Amorphous alloys are metastable metal materials that age or transform into crystalline alloys at a certain temperature, losing the excellent properties of the amorphous state. Therefore, the service temperature of an amorphous alloy needs to be below its glass transition temperature. At present, the service temperature of most amorphous alloys is around 300 °C, which makes its application limited in many fields. The team’s Ir-Ni-Ta-(B) amorphous alloy developed by the material genetic engineering concept has shown unprecedented comprehensive advantages in high temperature mechanical properties, thermal stability, processing and forming properties, corrosion resistance and oxidation resistance. The glass transition temperature of the Ir-Ni-Ta-(B) amorphous alloy exceeds 800 ° C, which is 400 ° C higher than the most widely used zirconium-based amorphous alloy. At room temperature, the strength of the Ir-Ni-Ta-(B) amorphous alloy is about 5.1 GPa, which is more than 10 times that of ordinary steel. Even at high temperatures exceeding 700 °C, Ir-Ni-Ta-(B) Amorphous alloys still maintain a strength of 3.7 GPa, far exceeding the strength of conventional superalloys and high-entropy alloys.

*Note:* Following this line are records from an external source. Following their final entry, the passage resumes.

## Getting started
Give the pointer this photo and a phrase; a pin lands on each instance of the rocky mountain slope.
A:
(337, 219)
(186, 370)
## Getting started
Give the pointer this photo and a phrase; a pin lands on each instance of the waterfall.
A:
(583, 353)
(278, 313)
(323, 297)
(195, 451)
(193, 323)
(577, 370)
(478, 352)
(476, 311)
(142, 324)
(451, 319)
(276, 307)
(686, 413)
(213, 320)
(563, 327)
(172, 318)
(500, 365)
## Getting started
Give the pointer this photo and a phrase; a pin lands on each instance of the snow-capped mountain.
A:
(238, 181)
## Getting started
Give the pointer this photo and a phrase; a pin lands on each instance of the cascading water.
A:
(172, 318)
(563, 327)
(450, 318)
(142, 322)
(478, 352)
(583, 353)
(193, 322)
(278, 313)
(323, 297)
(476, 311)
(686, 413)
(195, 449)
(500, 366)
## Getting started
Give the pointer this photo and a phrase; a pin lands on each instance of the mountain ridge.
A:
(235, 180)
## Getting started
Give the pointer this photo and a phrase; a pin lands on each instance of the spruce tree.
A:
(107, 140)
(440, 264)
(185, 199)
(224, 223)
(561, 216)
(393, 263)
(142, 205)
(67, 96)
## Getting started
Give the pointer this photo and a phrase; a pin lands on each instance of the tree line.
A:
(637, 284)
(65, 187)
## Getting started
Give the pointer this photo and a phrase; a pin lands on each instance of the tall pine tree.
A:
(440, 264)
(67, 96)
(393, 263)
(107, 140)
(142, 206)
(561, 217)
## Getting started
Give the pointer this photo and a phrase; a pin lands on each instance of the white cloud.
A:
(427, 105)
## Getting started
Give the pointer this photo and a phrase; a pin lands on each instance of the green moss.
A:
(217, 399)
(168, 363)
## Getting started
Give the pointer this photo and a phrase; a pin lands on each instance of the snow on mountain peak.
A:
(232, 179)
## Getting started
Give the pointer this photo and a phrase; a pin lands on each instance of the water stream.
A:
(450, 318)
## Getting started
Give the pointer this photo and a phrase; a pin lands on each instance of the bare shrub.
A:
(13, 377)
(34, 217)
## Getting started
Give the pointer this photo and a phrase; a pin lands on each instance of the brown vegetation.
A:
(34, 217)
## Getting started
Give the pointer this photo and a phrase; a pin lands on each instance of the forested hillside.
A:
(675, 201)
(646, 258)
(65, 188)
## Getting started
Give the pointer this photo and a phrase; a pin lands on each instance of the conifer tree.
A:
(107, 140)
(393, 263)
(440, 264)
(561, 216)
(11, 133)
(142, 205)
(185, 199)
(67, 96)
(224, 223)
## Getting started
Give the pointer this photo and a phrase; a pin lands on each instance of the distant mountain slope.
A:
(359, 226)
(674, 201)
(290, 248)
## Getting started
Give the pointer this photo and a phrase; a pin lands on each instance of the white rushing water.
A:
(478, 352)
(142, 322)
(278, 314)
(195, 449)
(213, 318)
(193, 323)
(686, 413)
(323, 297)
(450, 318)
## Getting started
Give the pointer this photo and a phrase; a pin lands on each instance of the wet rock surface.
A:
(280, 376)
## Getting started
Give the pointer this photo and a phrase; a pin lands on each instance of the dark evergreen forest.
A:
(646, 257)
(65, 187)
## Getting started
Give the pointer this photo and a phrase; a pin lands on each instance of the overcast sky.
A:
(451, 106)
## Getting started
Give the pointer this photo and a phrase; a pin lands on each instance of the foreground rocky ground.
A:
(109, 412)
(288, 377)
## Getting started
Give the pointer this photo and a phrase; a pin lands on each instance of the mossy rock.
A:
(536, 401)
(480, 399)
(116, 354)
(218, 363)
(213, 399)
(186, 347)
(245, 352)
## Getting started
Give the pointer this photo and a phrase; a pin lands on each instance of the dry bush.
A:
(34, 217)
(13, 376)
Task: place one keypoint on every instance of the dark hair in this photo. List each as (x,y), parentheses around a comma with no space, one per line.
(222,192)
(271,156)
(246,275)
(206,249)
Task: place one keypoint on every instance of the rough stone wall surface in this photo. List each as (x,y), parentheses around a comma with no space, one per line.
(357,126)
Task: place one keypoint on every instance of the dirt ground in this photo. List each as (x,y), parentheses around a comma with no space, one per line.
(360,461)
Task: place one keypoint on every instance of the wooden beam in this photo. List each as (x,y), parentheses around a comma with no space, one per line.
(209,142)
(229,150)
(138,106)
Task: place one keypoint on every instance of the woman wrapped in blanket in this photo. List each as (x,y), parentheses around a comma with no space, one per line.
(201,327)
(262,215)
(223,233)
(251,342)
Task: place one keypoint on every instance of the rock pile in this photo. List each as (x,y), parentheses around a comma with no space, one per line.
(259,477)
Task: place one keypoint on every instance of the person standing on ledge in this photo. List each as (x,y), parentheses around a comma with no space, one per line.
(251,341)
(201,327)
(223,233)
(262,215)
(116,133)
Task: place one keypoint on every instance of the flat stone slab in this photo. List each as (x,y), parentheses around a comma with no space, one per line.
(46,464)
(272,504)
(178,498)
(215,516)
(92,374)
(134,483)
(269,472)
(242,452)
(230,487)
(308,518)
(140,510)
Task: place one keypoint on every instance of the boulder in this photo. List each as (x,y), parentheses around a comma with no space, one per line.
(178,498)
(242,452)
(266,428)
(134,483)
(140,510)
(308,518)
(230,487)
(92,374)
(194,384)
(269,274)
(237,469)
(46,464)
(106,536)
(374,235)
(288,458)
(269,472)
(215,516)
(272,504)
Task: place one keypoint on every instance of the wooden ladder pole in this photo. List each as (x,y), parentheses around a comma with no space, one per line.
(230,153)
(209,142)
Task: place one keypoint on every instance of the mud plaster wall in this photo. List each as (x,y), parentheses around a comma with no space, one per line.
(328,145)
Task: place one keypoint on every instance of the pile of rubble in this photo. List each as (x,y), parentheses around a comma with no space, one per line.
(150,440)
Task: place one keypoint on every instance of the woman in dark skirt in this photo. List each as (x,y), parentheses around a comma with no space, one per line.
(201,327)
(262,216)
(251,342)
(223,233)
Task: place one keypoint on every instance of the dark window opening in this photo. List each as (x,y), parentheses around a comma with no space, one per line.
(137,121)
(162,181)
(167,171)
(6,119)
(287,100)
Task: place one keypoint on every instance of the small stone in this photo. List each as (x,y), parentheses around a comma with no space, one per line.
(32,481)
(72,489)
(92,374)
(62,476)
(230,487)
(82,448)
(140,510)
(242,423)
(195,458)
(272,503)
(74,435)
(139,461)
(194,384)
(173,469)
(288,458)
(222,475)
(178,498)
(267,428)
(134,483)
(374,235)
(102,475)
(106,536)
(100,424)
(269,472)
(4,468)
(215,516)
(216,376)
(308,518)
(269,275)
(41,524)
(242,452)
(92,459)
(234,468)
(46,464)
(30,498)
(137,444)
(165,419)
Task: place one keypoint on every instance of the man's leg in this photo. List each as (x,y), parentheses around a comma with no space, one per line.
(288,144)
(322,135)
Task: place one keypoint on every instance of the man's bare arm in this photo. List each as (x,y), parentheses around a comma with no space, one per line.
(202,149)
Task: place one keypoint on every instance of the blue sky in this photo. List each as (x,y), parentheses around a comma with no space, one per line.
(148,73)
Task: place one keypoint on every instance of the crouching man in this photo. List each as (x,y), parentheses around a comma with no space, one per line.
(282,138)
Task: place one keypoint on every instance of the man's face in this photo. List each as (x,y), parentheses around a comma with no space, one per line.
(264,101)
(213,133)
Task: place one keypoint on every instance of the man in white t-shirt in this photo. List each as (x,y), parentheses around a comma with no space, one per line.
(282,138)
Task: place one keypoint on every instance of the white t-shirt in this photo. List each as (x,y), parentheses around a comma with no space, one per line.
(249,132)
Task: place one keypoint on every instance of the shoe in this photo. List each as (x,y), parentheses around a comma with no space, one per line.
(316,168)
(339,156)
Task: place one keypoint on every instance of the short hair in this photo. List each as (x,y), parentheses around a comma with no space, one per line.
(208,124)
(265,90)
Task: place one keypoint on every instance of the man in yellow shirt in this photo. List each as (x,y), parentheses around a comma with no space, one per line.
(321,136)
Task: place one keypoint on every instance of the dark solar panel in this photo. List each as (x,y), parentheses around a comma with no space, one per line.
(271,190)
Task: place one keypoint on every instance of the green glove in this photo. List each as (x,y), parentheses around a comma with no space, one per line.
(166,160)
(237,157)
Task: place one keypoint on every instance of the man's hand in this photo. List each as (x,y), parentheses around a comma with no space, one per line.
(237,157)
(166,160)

In addition to high temperature strength, Ir-Ni-Ta-(B) high-temperature amorphous alloys also exhibit excellent thermal stability, superplasticity above the glass transition temperature, and can be processed into high-precision shapes of various shapes by superplastic forming processes. Parts. In addition, Ir-Ni-Ta-(B) amorphous alloy is also resistant to corrosion and oxidation. It can be immersed in aqua regia for several months without being corroded. It is also difficult to be oxidized in high temperature environments. Parts made of crystal alloys can be used not only in high temperature conditions, but also in harsh environments. The comprehensive properties exhibited by Ir-Ni-Ta-(B) high-temperature amorphous alloys break the limitation that amorphous alloys can only be used in conventional environments, providing a new perspective for the design and development of new high-temperature materials.
Since its discovery, amorphous alloys have been widely used in high-tech fields such as energy, communications, aerospace, and defense due to their high performance. They are considered as a new generation of engineering materials after steel and plastics. The team’s high-throughput experimental method has subverted the 60-year “cooking” material development model in the field of amorphous alloys, confirming the effectiveness of material genetic engineering in the development of new materials, and exploring low efficiency for solving new amorphous alloy materials. The problem opens up new avenues and also provides new ideas for the design of new high temperature, high performance alloy materials. It is believed that in the near future, more amorphous alloy materials with better performance will continue to emerge.